本文的作者是某国际知名制药公司在华研究中心的工程师,今年8月他们部门接受了我们的R语言培训,这篇文章就是培训后他做的presentation.

1.背景与目标

作为制药公司的一名毒理科学家,我经常需要基于各种研究数据来撰写报告。我以前都是运用Excel来整理数据,在GraphPad上面进行统计分析,在Excel里画图,然后在Word里面起草我的报告。

一开始,因为所有软件都很容易操作,所以这个方法看起来挺不错的。

然而,这个工作流程有两个主要的问题。

i. 临床病理数据(40多个指标)的统计分析会非常的重复乏味且耗时间。
ii. 如果汇总数据或者统计分析发生变化,在Word里面的报告也需要做相应的修改。这是一个累人且容易出错的过程。

于是,利用手中的R,我尝试完成了以下步骤:

i. 进行数据处理
ii. 进行数据分析
iii. 生成整洁的报告

2. 我在这个方案中是如何操作的…

(为了简洁,我只在下面放上了部分重点代码。你也可以在这里查看全部的Rmd代码。)

2.1 数据导入

这个相当的简单。利用xlsx程序包,我从excel文件中导入了全部数据,包括一系列包含体重数据、摄食量数据、临床病理数据和研究信息等的工作表。(我已经附上了这个xlsx文件minitox。)

1
2
3
filename <- 'Minitox.xlsx'
studyinfo <- read.xlsx(filename, sheetIndex = 1)
bw <- read.xlsx(filename, sheetIndex = 2)

我会一个一个工作的表地进行数据处理(如有必要还有统计分析)以防混淆。

2.2 数据再处理和概述统计结果

以体重数据为例:

1
2
3
4
5
6
7
8
9
10
11
12
13
14
15
16
17
18
19
20
21
22
23
24
25
26
27
28
29
30
31
32
33
34
# Importing body weight data from excel files
bw <- read.xlsx(filename, sheetIndex = 2)

# Creating a new dataframe with only main animal data
# And excluding null groups
bw_main <- subset(bw, TK == 'NO' & DAY_1 > 0)

# Obtaining valid group numbers
bw_group_no <- subset(bw, DAY_1 > 0)
group_no = length(unique(bw_group_no$DOSE_LEVEL))

# Obtaining information of study days
# Adding na.rm to include cases where animals die and
# no data are entered.
bw_days = 0
for (i in 1:(ncol(bw_main)-4)) {
  if (is.na(mean(bw_main[,(4+i)], na.rm = TRUE)) == 'FALSE') {
    if (mean(bw_main[,(4+i)], na.rm = TRUE) > 0) {
      bw_days <- bw_days + 1
    }
  }
  else if (is.na(mean(bw_main[,(4+i)], na.rm = TRUE)) == 'TRUE') {}
}

# Transforming the bw_main_desc_output into a neat table
library(plyr)
for (i in 1:length(bw_main_desc_output)){
  bw_main_desc_output[[i]]$avg = paste(as.character(round(bw_main_desc_output[[i]]$mean)),
                                       as.character(round(bw_main_desc_output[[i]]$sd)), sep=' ± ')
}
output_temp1 <- lapply(bw_main_desc_output, function(x) {x[,3]})
output_temp2 <- lapply(output_temp1, function(x) {t(x)})
bw_main_desc_output <- ldply(output_temp2)
colnames(bw_main_desc_output) <- c('DOSE', bw_dates)

2.3 统计分析

基本流程是

i. 利用Levene检验来检查数据分布的正态性

ii. 如果数据通过了Levene检验,那就做ANOVA。
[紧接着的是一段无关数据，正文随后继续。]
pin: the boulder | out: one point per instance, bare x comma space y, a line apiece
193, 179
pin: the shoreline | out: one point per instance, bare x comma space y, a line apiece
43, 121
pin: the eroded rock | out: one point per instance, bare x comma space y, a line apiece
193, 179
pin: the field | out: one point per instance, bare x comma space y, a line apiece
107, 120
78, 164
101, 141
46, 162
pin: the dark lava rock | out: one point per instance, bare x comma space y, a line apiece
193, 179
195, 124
如果不通过,对数据进行变换(倒数、平方或者对数变换)然后再做一遍Levene检验。如果这三种变换都不能通过检验,那就做非参数检验(Kruskal-Waillis)。

iii. 检验之后:在ANOVA之后,使用Tukey方法;在Kruskal-Wallis检验之后,使用对应组比较方法。
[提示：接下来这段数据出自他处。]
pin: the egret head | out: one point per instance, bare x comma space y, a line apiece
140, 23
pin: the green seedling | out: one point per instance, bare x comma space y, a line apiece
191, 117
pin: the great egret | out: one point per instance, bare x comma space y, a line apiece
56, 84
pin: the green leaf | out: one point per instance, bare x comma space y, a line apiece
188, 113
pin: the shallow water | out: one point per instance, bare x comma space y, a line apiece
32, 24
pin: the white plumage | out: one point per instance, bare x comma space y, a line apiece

以下的代码又长又啰嗦。我不是一个专业的程序员,所以请大家谅解。

1
2
3
4
5
6
7
8
9
10
11
12
13
14
15
16
17
18
19
20
21
22
23
24
25
26
27
28
29
30
31
32
33
34
35
36
37
38
39
40
41
42
43
44
45
46
47
48
49
50
51
52
53
54
55
56
57
58
59
60
61
62
63
64
65
66
67
68
69
70
71
72
73
74
75
76
77
78
79
80
81
82
83
84
85
86
87
88
89
90
91
92
93
94
95
96
97
98
99
100
101
102
103
104
105
106
107
108
109
110
111
112
113
114
115
116
117
118
119
120
121
122
123
124
125
126
127
128
129
130
131
132
133
134
135
136
137
138
139
# Conducting Levene's Test between different dose groups
library(car)
bw_main_aov <- bw_main_desc_output
bw_main_aov[group_no+1,1] = c('LEVENE')
bw_main_aov[group_no+2,1] = c('ANOVA (p=)')
bw_main_aov[group_no+3,1] = c('KRUSKAL-WALLIS (p=)')
bw_main_aov[group_no+4,1] = c('- SUMMARY -')
count_aov = ncol(bw_main_aov) - 1
bw_main_aov <- data.frame(lapply(bw_main_aov, as.character), stringsAsFactors = FALSE)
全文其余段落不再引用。